The strangling of the Aldeia Maracanã — a group offering political training based on indigenous self-management and way of life, as Mônica describes it — is suffocating the educator’s identity. She argues that “we were a laboratory of resistance. In addition to us having a museum and actively working to revive our culture, through our presence, we were a popular indigenous intercultural university. That is why were attacked right away”. Mônica always talks about how she had a very strong “feeling of emptiness” before she discovered indigenous culture, even while living in a large urban centre. “The feeling of emptiness was greater because the principles of the city, of capitalism, are totally different from our indigenous principles. We live in another kind of society”, she explained.

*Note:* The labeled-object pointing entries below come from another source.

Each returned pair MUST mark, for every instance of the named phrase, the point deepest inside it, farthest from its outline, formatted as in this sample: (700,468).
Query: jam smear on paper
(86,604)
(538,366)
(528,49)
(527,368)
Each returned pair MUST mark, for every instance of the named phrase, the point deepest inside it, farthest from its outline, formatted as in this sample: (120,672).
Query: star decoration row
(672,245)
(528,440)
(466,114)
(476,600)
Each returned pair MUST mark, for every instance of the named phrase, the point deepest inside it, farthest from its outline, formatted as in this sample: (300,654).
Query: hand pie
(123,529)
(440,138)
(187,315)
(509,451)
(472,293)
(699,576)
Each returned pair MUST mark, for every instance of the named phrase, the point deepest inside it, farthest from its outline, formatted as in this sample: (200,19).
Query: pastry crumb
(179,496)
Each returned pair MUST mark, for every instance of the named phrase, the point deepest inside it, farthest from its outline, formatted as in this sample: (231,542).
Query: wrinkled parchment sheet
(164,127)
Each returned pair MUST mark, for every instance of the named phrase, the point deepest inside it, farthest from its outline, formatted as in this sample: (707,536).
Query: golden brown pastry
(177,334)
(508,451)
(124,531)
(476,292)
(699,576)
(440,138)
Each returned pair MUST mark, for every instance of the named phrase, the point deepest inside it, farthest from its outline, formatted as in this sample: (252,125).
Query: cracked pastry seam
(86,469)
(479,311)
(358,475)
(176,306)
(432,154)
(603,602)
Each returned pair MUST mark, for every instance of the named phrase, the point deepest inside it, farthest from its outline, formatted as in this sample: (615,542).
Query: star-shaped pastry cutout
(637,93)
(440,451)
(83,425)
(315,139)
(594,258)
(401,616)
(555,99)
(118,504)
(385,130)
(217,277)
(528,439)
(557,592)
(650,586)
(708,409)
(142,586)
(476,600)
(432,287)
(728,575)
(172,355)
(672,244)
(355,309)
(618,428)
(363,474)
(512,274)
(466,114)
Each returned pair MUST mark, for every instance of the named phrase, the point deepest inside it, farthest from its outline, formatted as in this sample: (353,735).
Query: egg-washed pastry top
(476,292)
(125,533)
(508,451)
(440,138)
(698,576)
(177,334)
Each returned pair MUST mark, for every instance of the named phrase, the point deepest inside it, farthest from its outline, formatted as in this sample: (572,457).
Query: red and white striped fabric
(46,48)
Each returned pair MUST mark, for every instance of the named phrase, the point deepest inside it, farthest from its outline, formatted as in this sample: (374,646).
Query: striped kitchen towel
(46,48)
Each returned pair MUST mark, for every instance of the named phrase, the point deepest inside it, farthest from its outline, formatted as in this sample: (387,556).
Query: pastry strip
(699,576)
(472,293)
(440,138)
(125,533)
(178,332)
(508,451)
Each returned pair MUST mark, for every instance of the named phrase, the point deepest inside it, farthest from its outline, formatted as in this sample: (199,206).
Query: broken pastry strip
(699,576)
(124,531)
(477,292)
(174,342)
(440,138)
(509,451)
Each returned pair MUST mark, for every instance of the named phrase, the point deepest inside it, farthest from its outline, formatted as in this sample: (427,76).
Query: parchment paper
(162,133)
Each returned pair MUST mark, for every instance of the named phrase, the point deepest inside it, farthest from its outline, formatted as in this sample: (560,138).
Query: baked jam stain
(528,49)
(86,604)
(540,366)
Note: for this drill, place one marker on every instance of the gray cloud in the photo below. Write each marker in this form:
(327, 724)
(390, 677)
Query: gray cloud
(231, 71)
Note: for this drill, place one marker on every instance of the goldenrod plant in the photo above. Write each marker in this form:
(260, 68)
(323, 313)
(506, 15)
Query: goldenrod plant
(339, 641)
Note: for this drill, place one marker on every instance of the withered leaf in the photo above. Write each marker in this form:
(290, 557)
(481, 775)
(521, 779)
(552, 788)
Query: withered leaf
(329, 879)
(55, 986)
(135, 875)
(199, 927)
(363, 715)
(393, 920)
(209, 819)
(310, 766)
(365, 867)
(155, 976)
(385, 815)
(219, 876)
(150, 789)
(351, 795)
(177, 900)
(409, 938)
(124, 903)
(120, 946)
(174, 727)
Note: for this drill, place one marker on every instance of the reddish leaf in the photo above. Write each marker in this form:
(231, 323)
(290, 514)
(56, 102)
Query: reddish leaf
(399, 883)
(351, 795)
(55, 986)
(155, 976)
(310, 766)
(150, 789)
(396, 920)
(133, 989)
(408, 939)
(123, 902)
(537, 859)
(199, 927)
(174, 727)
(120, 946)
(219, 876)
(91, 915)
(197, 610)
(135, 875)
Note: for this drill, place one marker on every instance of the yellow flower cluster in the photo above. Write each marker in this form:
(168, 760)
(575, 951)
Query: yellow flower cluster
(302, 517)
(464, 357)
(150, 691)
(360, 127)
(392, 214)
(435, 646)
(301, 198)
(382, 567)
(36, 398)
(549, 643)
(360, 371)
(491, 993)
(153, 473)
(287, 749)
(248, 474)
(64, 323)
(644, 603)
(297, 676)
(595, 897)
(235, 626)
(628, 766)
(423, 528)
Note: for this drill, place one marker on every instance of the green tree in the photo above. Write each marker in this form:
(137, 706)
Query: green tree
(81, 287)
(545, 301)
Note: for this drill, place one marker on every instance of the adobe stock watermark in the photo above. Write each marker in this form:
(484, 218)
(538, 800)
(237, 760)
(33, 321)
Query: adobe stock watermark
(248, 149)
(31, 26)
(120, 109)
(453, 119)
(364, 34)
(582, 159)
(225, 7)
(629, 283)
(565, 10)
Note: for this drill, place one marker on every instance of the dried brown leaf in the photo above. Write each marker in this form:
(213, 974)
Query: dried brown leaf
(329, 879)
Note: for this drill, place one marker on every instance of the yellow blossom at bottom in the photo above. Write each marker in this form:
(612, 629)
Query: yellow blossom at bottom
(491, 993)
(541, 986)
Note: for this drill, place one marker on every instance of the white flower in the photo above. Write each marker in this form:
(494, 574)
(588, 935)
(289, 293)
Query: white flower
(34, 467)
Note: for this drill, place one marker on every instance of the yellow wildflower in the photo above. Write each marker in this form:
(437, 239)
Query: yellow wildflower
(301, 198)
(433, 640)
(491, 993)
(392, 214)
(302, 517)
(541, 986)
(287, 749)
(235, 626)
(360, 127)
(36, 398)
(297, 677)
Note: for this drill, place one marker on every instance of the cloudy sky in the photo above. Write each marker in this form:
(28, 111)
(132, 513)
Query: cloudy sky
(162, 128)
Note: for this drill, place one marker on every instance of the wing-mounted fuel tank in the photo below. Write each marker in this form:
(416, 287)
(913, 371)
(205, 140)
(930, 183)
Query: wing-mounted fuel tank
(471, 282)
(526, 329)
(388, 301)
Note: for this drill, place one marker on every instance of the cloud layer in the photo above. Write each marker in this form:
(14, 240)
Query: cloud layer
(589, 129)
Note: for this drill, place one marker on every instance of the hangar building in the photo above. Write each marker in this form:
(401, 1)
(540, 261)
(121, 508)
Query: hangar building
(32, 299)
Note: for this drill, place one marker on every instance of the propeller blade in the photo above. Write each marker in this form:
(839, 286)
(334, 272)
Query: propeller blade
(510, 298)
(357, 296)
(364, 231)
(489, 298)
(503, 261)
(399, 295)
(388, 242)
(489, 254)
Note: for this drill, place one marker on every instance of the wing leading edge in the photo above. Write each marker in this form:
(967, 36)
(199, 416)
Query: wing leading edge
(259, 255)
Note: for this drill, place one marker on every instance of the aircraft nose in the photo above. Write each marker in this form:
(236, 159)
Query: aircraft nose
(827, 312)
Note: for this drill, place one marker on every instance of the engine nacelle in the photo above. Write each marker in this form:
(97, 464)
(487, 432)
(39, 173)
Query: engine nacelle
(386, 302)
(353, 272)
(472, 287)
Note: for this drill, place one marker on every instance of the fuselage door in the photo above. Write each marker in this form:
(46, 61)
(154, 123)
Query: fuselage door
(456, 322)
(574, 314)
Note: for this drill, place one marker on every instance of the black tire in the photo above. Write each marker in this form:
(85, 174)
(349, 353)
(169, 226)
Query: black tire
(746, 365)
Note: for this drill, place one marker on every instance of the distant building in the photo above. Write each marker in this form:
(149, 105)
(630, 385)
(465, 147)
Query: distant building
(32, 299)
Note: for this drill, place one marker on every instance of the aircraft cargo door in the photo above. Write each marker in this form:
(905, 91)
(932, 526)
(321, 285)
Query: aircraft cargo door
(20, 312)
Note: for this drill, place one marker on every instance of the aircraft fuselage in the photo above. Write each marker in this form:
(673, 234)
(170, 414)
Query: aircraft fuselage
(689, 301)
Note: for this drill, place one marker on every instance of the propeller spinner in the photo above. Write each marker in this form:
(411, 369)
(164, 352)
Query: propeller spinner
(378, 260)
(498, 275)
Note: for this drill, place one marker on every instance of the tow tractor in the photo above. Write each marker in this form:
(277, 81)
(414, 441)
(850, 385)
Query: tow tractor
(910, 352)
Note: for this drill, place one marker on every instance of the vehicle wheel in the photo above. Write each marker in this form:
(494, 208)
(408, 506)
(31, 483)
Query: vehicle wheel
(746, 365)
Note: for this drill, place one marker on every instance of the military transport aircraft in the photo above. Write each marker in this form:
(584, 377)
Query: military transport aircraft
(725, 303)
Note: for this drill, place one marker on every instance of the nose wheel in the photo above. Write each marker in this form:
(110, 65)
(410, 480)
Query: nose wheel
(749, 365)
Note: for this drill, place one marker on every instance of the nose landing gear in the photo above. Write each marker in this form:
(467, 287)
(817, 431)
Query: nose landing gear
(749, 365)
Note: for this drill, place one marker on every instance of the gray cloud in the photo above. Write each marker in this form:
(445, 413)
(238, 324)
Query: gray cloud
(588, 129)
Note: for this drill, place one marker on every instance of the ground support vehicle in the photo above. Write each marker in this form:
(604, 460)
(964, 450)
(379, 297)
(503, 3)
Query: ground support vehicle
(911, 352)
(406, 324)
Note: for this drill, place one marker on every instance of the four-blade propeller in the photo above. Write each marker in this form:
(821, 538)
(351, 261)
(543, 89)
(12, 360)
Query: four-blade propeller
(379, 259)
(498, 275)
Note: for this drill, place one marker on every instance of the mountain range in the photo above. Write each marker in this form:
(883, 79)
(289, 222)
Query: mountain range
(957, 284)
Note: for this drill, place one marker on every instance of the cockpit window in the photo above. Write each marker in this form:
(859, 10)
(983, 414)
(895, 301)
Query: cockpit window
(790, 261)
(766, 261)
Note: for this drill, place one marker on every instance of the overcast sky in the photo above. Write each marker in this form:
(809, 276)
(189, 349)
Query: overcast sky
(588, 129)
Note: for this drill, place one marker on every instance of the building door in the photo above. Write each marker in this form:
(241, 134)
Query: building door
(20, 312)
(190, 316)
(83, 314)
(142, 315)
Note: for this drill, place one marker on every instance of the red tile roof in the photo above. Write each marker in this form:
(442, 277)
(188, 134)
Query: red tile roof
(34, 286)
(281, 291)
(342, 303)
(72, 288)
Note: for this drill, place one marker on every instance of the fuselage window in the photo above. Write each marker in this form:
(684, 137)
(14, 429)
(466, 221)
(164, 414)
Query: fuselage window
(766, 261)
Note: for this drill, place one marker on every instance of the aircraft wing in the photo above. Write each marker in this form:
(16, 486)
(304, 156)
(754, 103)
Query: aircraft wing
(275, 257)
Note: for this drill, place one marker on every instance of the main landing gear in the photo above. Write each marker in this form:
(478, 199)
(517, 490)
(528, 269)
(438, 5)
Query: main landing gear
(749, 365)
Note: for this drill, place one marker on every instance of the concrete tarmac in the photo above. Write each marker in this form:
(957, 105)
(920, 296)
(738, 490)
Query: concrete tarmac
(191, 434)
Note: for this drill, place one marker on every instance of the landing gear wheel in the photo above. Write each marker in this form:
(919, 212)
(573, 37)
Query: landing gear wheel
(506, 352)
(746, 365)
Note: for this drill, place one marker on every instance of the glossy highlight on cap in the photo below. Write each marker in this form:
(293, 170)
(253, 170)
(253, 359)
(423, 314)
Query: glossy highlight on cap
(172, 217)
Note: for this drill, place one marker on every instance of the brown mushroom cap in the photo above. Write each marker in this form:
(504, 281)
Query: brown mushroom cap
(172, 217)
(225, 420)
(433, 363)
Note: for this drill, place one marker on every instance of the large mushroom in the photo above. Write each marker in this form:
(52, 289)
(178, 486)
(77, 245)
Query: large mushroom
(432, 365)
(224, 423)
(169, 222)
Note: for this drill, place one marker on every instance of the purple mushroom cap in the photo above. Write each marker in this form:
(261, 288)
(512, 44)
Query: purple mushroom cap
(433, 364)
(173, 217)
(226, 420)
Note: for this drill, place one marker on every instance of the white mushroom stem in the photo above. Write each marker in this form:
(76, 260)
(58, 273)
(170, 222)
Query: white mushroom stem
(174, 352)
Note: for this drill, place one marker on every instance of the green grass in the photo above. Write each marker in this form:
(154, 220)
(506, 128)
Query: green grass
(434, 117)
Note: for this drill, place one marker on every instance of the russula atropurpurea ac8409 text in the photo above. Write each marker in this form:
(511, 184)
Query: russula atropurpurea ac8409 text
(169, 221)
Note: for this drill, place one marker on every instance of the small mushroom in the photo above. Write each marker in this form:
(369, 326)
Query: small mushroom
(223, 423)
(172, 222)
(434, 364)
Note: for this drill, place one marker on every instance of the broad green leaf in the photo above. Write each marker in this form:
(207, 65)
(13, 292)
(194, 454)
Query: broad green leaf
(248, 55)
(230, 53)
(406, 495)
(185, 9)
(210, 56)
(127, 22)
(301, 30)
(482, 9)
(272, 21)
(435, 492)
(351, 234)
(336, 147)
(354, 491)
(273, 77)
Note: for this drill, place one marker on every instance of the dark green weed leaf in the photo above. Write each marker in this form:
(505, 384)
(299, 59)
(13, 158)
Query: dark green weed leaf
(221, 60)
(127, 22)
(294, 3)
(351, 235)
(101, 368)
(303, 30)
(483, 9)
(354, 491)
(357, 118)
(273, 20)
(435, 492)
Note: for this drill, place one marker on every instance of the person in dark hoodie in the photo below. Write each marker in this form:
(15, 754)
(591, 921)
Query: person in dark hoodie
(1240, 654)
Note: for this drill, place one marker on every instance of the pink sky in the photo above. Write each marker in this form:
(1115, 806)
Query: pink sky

Mônica’s account follows the rhythm of her culture: in circles that are difficult to organise into a short and linear text like this one. In August 2014, after the court ordered the arrest of several activists days before the World Cup final, her struggle crossed paths with institutional persecution. Mônica participated in a vigil held outside the prison in Bangu where the activists had been taken. Since then, her life as a prison educator has been hell. “The police agents and guards came up to me and questioned the fact that I was a professor and was participating in the protest. They took pictures of me in the restaurant and that is when I began to suffer harassment and persecution”, she noted.

Mônica fights to get her job back as a prison educator and, for this, she is asking for support for an online petition addressed to the state department of education [Sign at: http://bit.ly/29YYRac]. Even before she was removed from her position, she recalls having experienced a certain amount of persecution for being indigenous and due to her educational approach to her work with prisoners. “All professors are persecuted and we have to question this in the system, because we are the liberators and they are the repressors. The majority of the people who are in prison shouldn’t be there. And again, this is a class struggle. The ones in there are black and poor. And that’s not to mention what the justice system is like today. Many in there have not had their cases heard in court”.

In the numerous struggles in which Mônica is involved, there is still room for the call for dignity in health. She continues to defend the Pedro Ernesto Hospital, which is suffering without the state transfers. She also got involved in the struggle of the people from Santa Cruz, who are suffocating from the lethal dust emitted by ThyssenKrupp CSA’s steel mill. As a researcher, Mônica studied the steel mill’s impacts on health and, because of this, she was sued by the company.

“This is who I am. I’m genuine. Even the way I dress is a form of activism, resistance. And I truly do not let anyone enslave me. I don’t let anyone persecute me”, Mônica stated. In the heart of this mother of three children, one of which she took in for adoption, there is always room for a just cause. “No one will ever be able to silence me”.

Though we have been referring to her as Mônica, we will now say our goodbyes using her indigenous name: Tripuira Kuaray, or the bird who sings at dawn. Inside this educator and indigenous activist who is only short in height, there is a tiny bird who flies high in the sky and whose song echoes the dreams she awakens at daybreak — dreams that will never sleep again.